A quick question for local sports fans:
Can you remember any time in recent years when a high-profile player wanted so badly to play in Minnesota, he or she was willing to not play at all if it didn’t happen?
After months of up-and-down negotiations, the Lynx finally landed All-Star center Sylvia Fowles in a three-team trade this week. After holding out for half a season Fowles finally got what she wanted, to wear a Lynx uniform.
It is evidence that the Lynx are perhaps unique in this professional sports market in that they are a destination franchise.
“It felt so good to be here, be in this atmosphere,” Fowles said after her debut Wednesday. “This whole process was deflating [at times]. But, me sticking to my guns and wanting to be here, I think it says a lot.”
A combination of good fortune and savvy moves have created a franchise other league teams are trying to emulate. It is a team with both great talent and good people. It was a situation Fowles was willing to hold out for.

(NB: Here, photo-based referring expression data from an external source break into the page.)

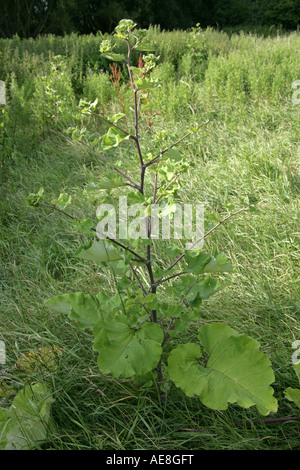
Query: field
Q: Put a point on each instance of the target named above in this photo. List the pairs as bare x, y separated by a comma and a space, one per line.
242, 85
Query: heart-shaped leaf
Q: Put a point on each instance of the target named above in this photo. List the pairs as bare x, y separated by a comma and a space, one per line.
236, 370
125, 350
26, 423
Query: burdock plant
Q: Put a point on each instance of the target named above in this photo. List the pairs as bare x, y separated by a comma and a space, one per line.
137, 331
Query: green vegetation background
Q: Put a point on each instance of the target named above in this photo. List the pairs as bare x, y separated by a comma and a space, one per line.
242, 83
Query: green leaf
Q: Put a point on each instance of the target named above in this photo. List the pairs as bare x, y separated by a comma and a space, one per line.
34, 199
84, 226
126, 351
113, 56
112, 138
84, 308
63, 201
25, 425
293, 394
98, 252
236, 370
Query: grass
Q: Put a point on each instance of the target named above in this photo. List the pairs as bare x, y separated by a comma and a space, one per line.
249, 147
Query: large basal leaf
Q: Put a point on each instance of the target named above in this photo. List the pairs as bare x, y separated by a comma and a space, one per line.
84, 308
99, 252
125, 350
236, 370
25, 425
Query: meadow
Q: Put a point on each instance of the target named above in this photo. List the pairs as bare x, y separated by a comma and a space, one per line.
242, 85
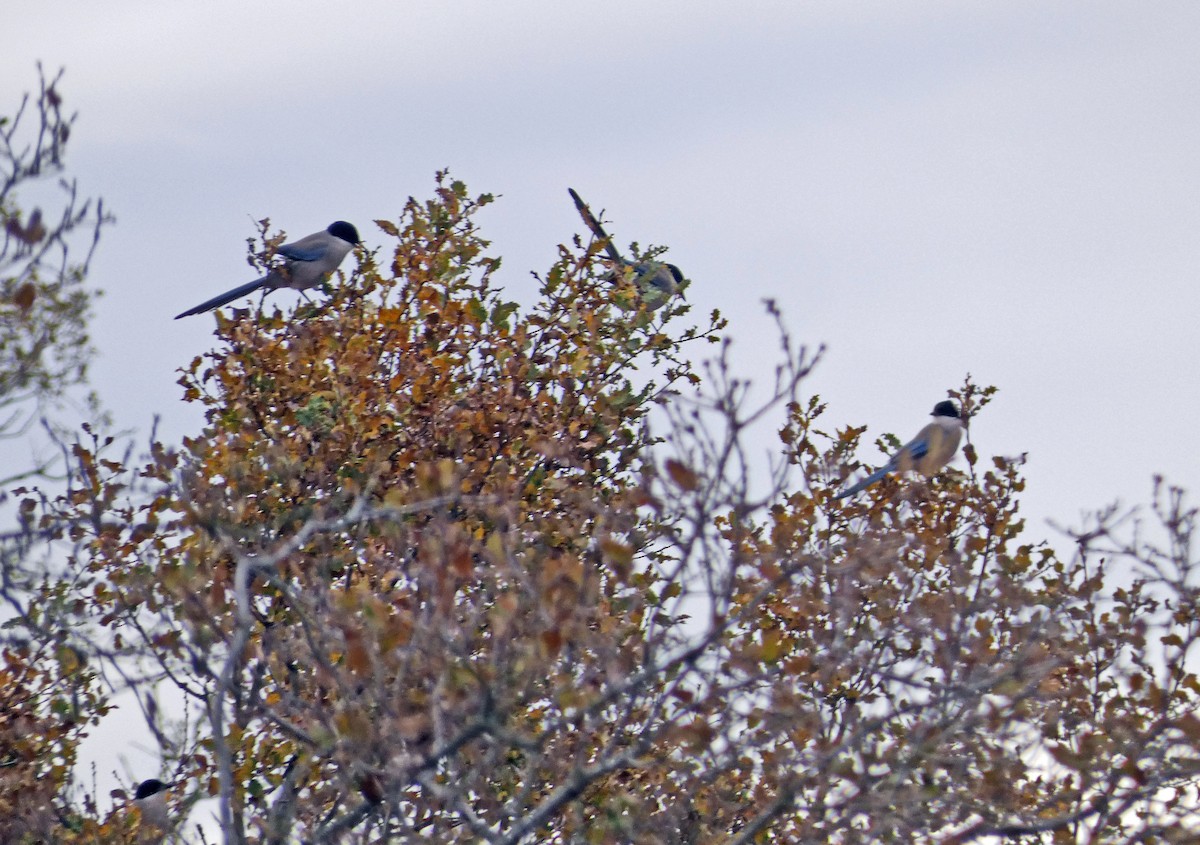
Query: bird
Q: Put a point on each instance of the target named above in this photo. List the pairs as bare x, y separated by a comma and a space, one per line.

“It’s quite a statement,” Lynx coach Cheryl Reeve said. “It speaks to the quality of individuals we have on this team, the leaders.”
The core of a team that has won two titles in four years was built slowly. Seimone Augustus was here when Reeve came. Executive Vice President Roger Griffith traded for Lindsay Whalen, acquired Rebekkah Brunson in the dispersal draft, was fortunate to draft Maya Moore No. 1. But it’s not luck that the foundation of this team is as good off the court as on it. Reeve said the Lynx, perhaps more than any other team in the league, weigh personality as much as talent when making decisions.
And Reeve has fostered a sense of investment from her stars by making them a part of the process. “I don’t do anything without Lindsay, Seimone, Maya and Brunson knowing about it,” she said. “It’s important. These guys spend time with these players. There are things we don’t know as coaches. I promised them, I will never bring a knucklehead into this group. And if we made a mistake and brought a knucklehead into this group, I’d get rid of ’em.”
It’s created an environment good players want to be a part of.
“You can be great people and not win, and they’re not going to want to come join you,” Reeve said. “But great people and win? People want to be a part of it.”
After her debut Wednesday, Fowles raved about the organization, praised the coaches for their honesty — and intensity.
“It feels good to get back to the basics,” she said.
Reeve isn’t surprised. Her work as an assistant in 2012 with the U.S. national team at the Olympics proved to her that Moore, Augustus and Whalen are special, and not just for their talent. It became clear when she saw them among all the other great players on the team.
“I walked away going, ‘I already kind of knew why [the Lynx] won,’ ” Reeve said. “But I was really sure when I walked away.”
She wasn’t the only one who noticed. Fowles was on that team, too.